# shifter light?



## Guest (Jul 22, 2003)

I have a 99 gxe sentra and was wondering if the auto shifter should light up when the lights are on? The console is dark and I can't see the P R D D1 at night......could be a burned out light or maybe this model doesn't have the light..let me know Thanks Anthony


----------



## starforce77 (May 9, 2003)

Yeah its supposed to light up. Probably a burnt bulb.


----------



## hard_charger (Jun 3, 2002)

starforce, 

i have the same problem. the gear indicator light in my car went out a few weeks ago. i've ordered the part (#96942-9B000 -- it includes the bulb and wiring harness) from my local dealer and i plan to fix it myself. according to the haynes repair manual, it shouldn't be all that complicated (section 7B-3). however, if you have already fixed it, i'd appreciate whatever advice you have to offer.


----------



## hard_charger (Jun 3, 2002)

*weird*

mysterious happenings in sentra-land. after fueling up last sunday, i started my car only to find the gear indicator light working again. this after my fiance told it to work seconds before i put the keys in the ignition. huh. it's been working ever since. however, i still plan on taking a closer look at it when the part i ordered comes in.


----------



## BillDawg (Jun 7, 2003)

My gear shifter light has the same exact problem, although it has been lit for months _(knock on wood)_ it used to always intermittently light and not light.

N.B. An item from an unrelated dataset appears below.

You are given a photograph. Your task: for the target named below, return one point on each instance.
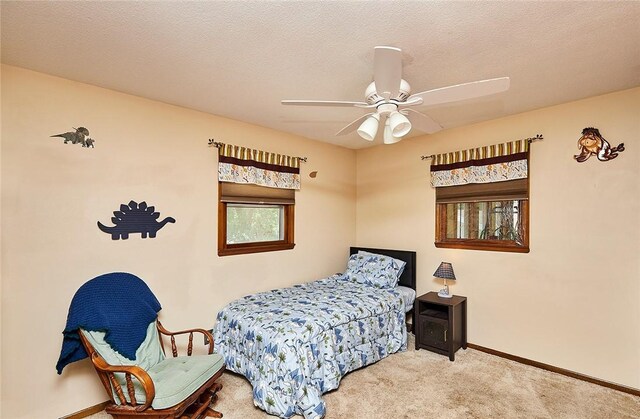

My dashboard lights also liked to go out on me (and I'd have to fiddle with the rheostat to get them to light back up), but that problem seems to have ceased also.


----------



## azkicker0027 (May 31, 2002)

it could also be a very sensitive dimmer rheostat, so i'm planning on either making that thumbwheel harder to spin, or just bypass it, or replace it with a newer one.


----------